When the DHS finally releases them, Marcus discovers that his city has become a police state where every citizen is treated like a potential terrorist. He knows that no one will believe his story, which leaves him only one option: to take down the DHS himself.

Cory Doctorow being introduced at his reading of “Little Brother” at the Merrill Collection
Cory being introduced to the crowd.

The room was packed to overflowing with Cory’s fans, largely a slice of Accordion City’s sizable nerd community, but a different branch from those you see at gatherings like DemoCamp. Cory’s family were also there: Alice and Poesy (who’s a very sweet, well-behaved baby) and the doting grandparents (whom I’ve mentally filed as the “Docto-‘rents”). I also saw some people I hadn’t seen in a good long while, including OpenCola alumni Chris Smith, Michael Skeet and Karl Schroeder, who writes sci-fi that’s harder than Chinese math.

Cory reading from chapter 12 of his new novel, “Little Brother” at the Merrill Collection

In order to let some latecomers straggle in and not miss the reading, Cory opened the session by taking a couple of questions from the audience.

One member of the audience asked Cory for his opinion of the proposal that the SFWA — that’s the Science Fiction and Fantasy Writers of America — open their membership to comic book and graphic novel writers. Apparently this has sparked some controversy among science fiction and fantasy writers, who don’t want their roster muddied by funny-pages people. In response to this, Cory said that he supported the SFWA opening their doors to comic book people, stating “If science fiction writers and comic book writers have nothing to say to each other, then someone should tell Neil Gaiman.”

Another person asked about Cory’s being a Canadian writing about the Department of Homeland Security, whose methods and approaches are basically an American problem. Cory answered that a number of Americans have taken up the same challenge, and that being a Canadian gives you a little distance from the situation, which in turn can give a better perspective. He used a couple of comparisons: first, how being a bit of an outsider in high school can give you a better view into the social machinery of the popular kids’ cliques (a feeling that I’m sure everyone in this crowd was familiar with), and second, “It’s like we’re Animal House and they’re Dean Wormer.”

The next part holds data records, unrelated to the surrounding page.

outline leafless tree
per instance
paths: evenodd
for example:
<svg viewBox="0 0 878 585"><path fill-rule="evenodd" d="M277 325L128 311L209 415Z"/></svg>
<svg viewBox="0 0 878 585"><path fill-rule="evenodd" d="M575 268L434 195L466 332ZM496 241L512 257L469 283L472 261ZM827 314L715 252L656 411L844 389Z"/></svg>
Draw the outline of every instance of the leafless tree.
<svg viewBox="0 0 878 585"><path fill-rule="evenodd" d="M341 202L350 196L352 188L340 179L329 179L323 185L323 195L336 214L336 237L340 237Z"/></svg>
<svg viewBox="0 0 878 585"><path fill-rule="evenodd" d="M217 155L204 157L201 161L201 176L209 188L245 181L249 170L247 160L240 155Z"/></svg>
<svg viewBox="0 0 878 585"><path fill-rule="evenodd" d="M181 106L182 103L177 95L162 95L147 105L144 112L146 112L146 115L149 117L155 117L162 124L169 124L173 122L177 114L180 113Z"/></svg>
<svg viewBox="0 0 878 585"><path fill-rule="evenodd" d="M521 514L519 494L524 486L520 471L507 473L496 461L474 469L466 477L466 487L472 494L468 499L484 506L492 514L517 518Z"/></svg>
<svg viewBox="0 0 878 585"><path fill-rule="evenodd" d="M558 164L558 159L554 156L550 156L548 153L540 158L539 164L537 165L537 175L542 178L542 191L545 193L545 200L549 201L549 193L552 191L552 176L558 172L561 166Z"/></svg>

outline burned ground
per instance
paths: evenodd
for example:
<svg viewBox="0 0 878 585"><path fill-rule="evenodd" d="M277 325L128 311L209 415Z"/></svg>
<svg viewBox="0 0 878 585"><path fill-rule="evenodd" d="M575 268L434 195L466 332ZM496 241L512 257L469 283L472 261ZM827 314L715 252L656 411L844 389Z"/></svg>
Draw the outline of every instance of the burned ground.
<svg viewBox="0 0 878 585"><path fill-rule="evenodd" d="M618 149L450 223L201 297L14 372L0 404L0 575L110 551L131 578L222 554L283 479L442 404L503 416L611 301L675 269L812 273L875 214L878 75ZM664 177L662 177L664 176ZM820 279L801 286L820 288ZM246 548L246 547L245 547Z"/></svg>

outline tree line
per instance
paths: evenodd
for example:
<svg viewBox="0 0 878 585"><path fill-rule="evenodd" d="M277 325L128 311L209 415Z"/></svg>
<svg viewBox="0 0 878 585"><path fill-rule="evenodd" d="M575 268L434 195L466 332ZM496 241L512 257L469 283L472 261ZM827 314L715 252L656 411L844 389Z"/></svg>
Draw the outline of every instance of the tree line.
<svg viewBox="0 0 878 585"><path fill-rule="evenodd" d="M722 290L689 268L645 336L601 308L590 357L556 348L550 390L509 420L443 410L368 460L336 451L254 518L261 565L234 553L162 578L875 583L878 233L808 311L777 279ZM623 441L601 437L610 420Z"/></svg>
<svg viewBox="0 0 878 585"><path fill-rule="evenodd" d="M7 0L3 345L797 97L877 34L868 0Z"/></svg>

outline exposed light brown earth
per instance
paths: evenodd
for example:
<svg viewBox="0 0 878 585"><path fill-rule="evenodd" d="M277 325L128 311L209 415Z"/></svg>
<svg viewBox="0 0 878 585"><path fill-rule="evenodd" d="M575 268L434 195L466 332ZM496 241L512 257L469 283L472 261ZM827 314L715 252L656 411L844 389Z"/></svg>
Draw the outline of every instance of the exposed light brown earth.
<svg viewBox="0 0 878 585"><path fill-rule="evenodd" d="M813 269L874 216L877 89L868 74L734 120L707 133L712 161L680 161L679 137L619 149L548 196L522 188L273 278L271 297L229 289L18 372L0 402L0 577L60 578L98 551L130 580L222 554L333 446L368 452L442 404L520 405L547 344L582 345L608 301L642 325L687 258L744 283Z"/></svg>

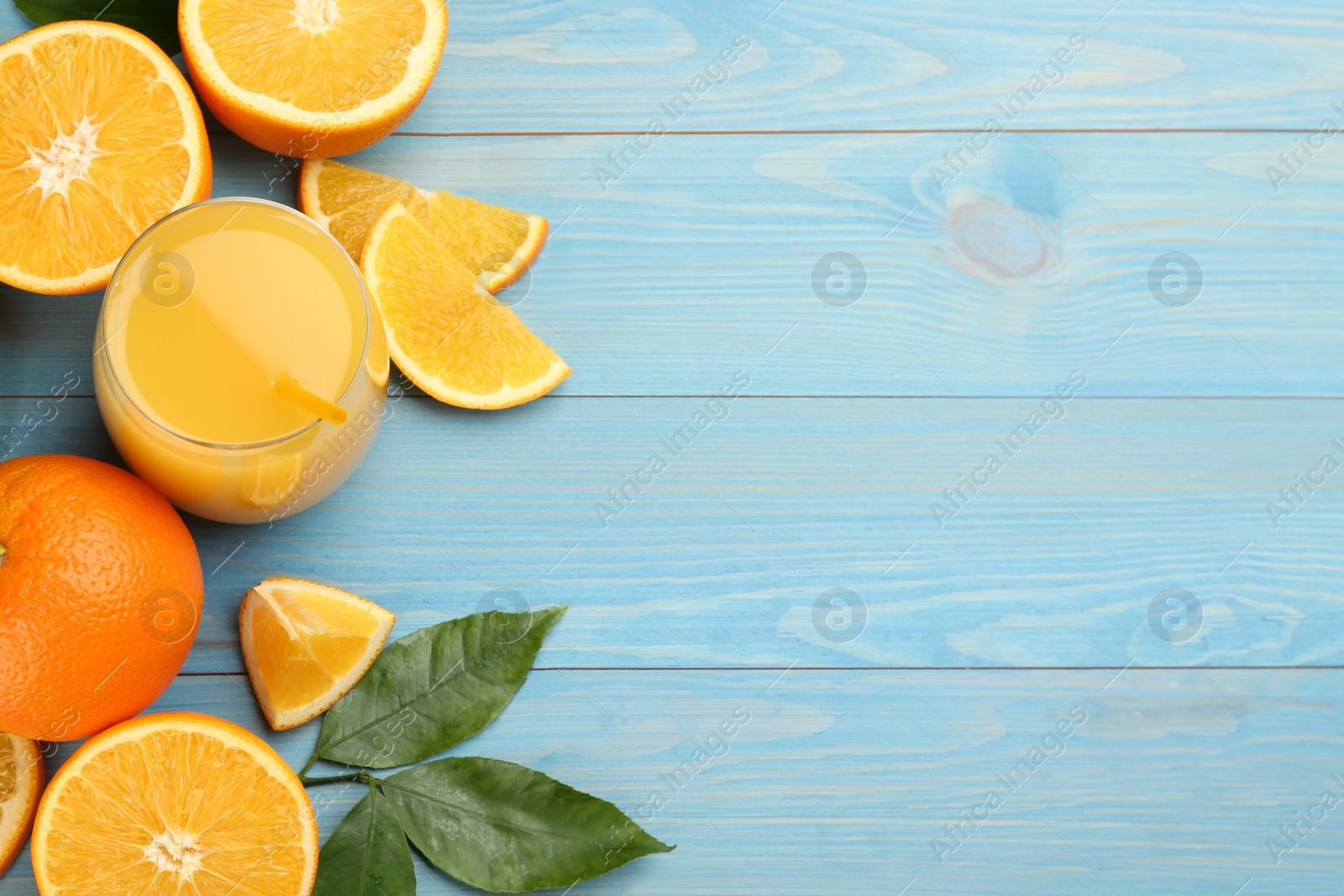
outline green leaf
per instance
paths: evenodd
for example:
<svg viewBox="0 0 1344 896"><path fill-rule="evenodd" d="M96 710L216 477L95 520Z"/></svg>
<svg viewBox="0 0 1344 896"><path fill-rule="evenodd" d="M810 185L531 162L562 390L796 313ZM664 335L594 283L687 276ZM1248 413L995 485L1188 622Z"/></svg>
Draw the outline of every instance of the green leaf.
<svg viewBox="0 0 1344 896"><path fill-rule="evenodd" d="M13 0L36 26L71 19L98 19L134 28L169 56L181 50L177 39L177 0Z"/></svg>
<svg viewBox="0 0 1344 896"><path fill-rule="evenodd" d="M605 799L499 759L439 759L392 775L383 790L426 858L496 893L571 887L675 849Z"/></svg>
<svg viewBox="0 0 1344 896"><path fill-rule="evenodd" d="M370 790L317 854L313 896L415 896L411 848L387 797Z"/></svg>
<svg viewBox="0 0 1344 896"><path fill-rule="evenodd" d="M466 740L523 686L566 609L477 613L406 635L327 711L314 754L395 768Z"/></svg>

“Would you consider Little Brother a sequel to 1984?” asked someone else in the audience, to which Cory replied, “Don’t think of it as a sequel to 1984, think of it as 1984 fan fiction.”

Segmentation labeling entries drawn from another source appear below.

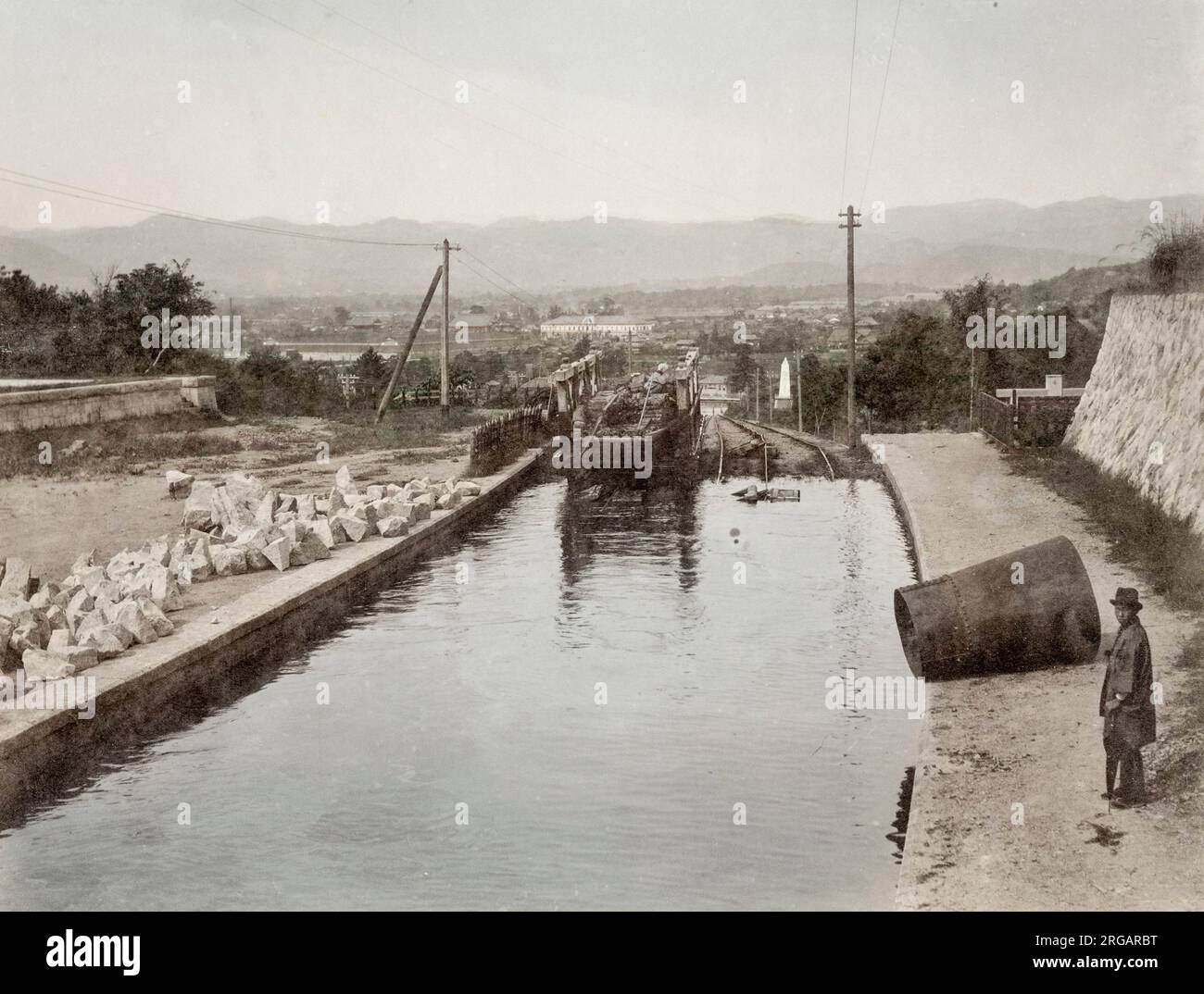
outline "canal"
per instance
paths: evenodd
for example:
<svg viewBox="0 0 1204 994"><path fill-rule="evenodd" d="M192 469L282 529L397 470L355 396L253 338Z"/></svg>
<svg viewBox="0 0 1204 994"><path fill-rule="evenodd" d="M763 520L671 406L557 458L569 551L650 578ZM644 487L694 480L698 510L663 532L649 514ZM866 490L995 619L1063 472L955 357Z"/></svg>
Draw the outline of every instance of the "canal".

Cory read chapter 12 of Little Brother. A lot of his descriptions of San Francisco’s Mission district come directly from experience; when he and I worked together down there, we ate at a lot of the little Mexican restaurants that fit those he described in the book, right down to the description of brain burritos and our never quite getting up the gumption to order them, even after watching the dinner scene near the end of Hannibal. (And I could swear that he wrote the make-out session near the Mission church by following me and my then-girlfriend back in 2001.)

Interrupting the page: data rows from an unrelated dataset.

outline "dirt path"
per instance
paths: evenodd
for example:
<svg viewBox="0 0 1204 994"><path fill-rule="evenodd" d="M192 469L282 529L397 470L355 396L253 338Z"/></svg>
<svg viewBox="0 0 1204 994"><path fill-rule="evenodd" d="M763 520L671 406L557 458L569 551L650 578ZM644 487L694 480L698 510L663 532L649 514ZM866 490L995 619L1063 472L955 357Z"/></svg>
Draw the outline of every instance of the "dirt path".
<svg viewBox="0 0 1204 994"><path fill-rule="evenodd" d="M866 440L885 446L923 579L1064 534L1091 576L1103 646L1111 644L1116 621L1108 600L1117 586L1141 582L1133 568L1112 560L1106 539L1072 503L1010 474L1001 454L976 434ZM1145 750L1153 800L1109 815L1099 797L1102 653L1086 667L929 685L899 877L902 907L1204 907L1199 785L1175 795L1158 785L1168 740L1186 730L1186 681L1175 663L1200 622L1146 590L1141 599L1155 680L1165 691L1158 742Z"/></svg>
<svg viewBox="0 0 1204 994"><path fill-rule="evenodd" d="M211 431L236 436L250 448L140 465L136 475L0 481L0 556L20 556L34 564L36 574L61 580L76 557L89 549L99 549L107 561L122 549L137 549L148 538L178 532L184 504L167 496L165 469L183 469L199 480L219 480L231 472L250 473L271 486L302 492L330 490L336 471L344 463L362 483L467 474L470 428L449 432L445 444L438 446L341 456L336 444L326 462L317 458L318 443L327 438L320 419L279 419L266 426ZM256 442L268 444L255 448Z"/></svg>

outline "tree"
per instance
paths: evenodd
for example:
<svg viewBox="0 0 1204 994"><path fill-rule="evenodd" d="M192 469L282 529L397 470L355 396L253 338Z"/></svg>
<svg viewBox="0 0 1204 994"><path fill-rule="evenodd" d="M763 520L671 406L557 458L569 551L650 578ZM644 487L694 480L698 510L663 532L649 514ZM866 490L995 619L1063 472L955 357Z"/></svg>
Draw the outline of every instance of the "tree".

The chapter was good solid present-day cyperpunk, and in addition of bringing back memories of San Francisco, it also brought back memories of being young, going to concerts and ditching my alcohol and running from the cops after they busted a bush party. As a forty-year-old, I enjoyed this snippet of the story, and I’m sure that teenagers — whom Cory says read not only for pleasure but also to figure out the world — will get a lot out of it.

Joey deVilla and Cory Doctorow
Posing with Cory after he signed my book.

It was good to see Cory and his family at the gathering — it’s a shame that he, Alice and Poesy live so far away! I’ll have to visit them in Merrie Olde Englande sometime soon.